Sandham, James: Ontario Brothers Fail to Find their Fortunes in the West

Ontario Brothers Fail to Find their Fortunes in the West

by Jim Sandham

Based on information in “The James Mills and Margaret Jane Houghton Family of Stratford, Ontario”, researched and written by Joan Mills (2008), which cites Robert James Fuller, Frank Fuller and Ken Mills.

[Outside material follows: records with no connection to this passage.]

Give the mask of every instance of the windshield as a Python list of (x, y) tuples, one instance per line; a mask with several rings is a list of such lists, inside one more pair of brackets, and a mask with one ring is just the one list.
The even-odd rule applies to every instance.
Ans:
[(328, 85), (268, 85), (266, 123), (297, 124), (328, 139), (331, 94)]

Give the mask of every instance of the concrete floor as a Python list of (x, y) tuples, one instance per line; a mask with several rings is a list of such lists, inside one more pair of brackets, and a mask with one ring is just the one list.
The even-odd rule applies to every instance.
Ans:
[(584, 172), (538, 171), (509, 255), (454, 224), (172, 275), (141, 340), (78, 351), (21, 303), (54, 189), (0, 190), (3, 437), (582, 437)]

Herbert Barclay (H.B.) Fuller was born in 1880 near Stratford, Ontario, first child of a family of twelve. In 1905, at the age of 25, he went west for the summer to work as a foreman on a farm near the Saskatchewan-Alberta border along the #1 Highway. H.B. returned home to Stratford in the fall of 1905 with stories and dreams of making his fortune in the newly formed provinces of Alberta and Saskatchewan. He convinced his next younger brother Harry of the opportunities and together they formed a company and received a contract with the Canadian Pacific Railway. They hired a crew and set out to make their fortune. Their job was to improve some of the railway grades in southwest Saskatchewan and to build a dugout to supply water for the railway. The latter job was not very profitable as the ground was hard and rocky.


Building Railway

Herbert & Annie 1908

For several years, things went well and the Fuller brothers went west for the summer months and then back to Ontario for the winter. In 1908 H.B. married Annie Mills, a Stratford woman, and the couple settled in Kipp, AB, so that the brothers could continue their work for the CPR. They contracted in Lethbridge to reduce the grade on the west side of the river nearby. As a headquarters for their company as well as the home for H.B.’s growing family, they purchased four lots in Kipp, dug a cistern and moved a house and stable onto the site.

Fuller Home in Kipp AB

Store at Kipp AB

In 1915 the brothers further expanded their business by buying the local general store and post office. Shortly afterward, things began to go downhill . Harry was killed in France while serving with the Railroad Corps and was buried there. In 1923, Annie, too, died, from pneumonia, leaving their five children without a mother. The subsequent years were a financial struggle for H.B. and his family, with the store eventually failing during the depression, when many farmers could no longer pay their accounts. H.B., with the help of his oldest son, Frank, continued to live in his modest house almost until his death in 1968. No evidence of his life’s work other than photos remains today, the house and store having been bull-dozed for the main highway built over the site.